Acertadamente, a bancada do PSOL definiu que não apoiará Lira para presidente da Câmara. Esta não só é uma boa sinalização, mas um exemplo do quão necessário será o PSOL manter a sua independência política frente ao governo. Entendemos que o partido deve estar pronto inclusive para apresentar uma candidatura própria em oposição a Lira, que defenda o revogaço das contrarreformas e da política armamentista de Bolsonaro, o avanço das demarcações e a retomada dos órgãos de controle e fiscalização ambiental para interromper o ecocídio, o fim da Emenda Constitucional 95 para garantir uma política de renda básica de cidadania, o fortalecimento do SUS, do SUAS e do orçamento da educação pública, entre outras medidas que se revelam emergenciais.
Muitos serão os momentos em que as decisões tomadas pelo governo entrarão em conflito com as linhas programáticos fundamentais que o nosso partido historicamente vem defendendo. Atado ao governo, o PSOL perderá a necessária autonomia para levantar as suas bandeiras de luta quando estas forem colocadas no balcão de negócios da colaboração de classes. Diferentemente do que tem sido colocado nas discussões, afirmar a independência política de classe não é uma questão de principismo, mas de vincular a nossa ação cotidiana aos compromissos programáticos e ao horizonte estratégico que afirmamos ser o nosso.

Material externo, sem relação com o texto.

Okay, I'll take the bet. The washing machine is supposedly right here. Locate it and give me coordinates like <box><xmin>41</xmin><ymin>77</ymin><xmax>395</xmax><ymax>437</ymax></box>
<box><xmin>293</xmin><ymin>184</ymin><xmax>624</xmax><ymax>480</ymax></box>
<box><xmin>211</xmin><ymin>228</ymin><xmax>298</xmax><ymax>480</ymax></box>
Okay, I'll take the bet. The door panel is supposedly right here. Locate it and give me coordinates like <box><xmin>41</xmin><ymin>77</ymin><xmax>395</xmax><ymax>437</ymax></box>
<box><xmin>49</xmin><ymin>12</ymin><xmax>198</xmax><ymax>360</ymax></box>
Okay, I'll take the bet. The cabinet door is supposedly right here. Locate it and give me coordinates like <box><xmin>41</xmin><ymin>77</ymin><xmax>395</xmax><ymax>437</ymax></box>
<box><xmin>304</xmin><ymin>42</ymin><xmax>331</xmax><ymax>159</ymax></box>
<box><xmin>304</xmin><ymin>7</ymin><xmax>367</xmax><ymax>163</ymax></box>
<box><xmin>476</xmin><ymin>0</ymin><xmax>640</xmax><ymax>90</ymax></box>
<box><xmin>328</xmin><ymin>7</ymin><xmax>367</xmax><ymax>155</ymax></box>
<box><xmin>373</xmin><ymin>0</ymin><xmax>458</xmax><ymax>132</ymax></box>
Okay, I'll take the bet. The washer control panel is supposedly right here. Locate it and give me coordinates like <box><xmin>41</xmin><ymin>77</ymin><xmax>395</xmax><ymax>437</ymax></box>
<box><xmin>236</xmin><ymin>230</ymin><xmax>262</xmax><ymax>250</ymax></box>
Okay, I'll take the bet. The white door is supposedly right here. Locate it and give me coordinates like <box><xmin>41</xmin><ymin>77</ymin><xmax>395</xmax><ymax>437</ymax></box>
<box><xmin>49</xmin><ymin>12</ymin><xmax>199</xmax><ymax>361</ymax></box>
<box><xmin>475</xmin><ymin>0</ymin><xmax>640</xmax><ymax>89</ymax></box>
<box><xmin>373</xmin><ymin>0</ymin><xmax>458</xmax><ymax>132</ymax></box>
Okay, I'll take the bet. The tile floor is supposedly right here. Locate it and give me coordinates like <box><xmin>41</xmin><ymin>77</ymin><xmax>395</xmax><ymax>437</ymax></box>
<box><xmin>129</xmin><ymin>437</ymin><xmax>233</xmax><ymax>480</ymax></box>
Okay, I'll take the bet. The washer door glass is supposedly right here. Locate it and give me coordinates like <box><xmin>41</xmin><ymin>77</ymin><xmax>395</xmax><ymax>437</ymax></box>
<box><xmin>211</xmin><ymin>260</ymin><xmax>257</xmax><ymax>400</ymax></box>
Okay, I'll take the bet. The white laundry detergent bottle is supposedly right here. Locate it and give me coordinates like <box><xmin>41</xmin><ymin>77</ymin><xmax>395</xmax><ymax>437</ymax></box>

Devemos estar a postos para defender o mandato de Lula e a legitimidade das eleições contra qualquer ofensiva golpista da extrema-direita brasileira. Também nesse aspecto reafirmar a posição de independência política do partido não constitui qualquer problema. O enfrentamento ao golpe parlamentar de 2016 demonstrou que o PSOL não precisava estar no governo para defender sua legitimidade como bandeira democrática. Muitos que estavam no governo, por outro lado, foram participantes ativos do “grande acordo nacional” que derrubou Dilma e estarão no futuro executivo nacional.
Defendemos, portanto, que o PSOL mantenha independência política frente ao futuro governo. Que esta independência se traduza em não assumir cargos de indicação política no poder executivo federal em ministérios, secretarias, em qualquer escalão, assim como não componha os espaços de liderança do governo na Câmara.
Coordenação Nacional da Comuna
06 de dezembro de 2022.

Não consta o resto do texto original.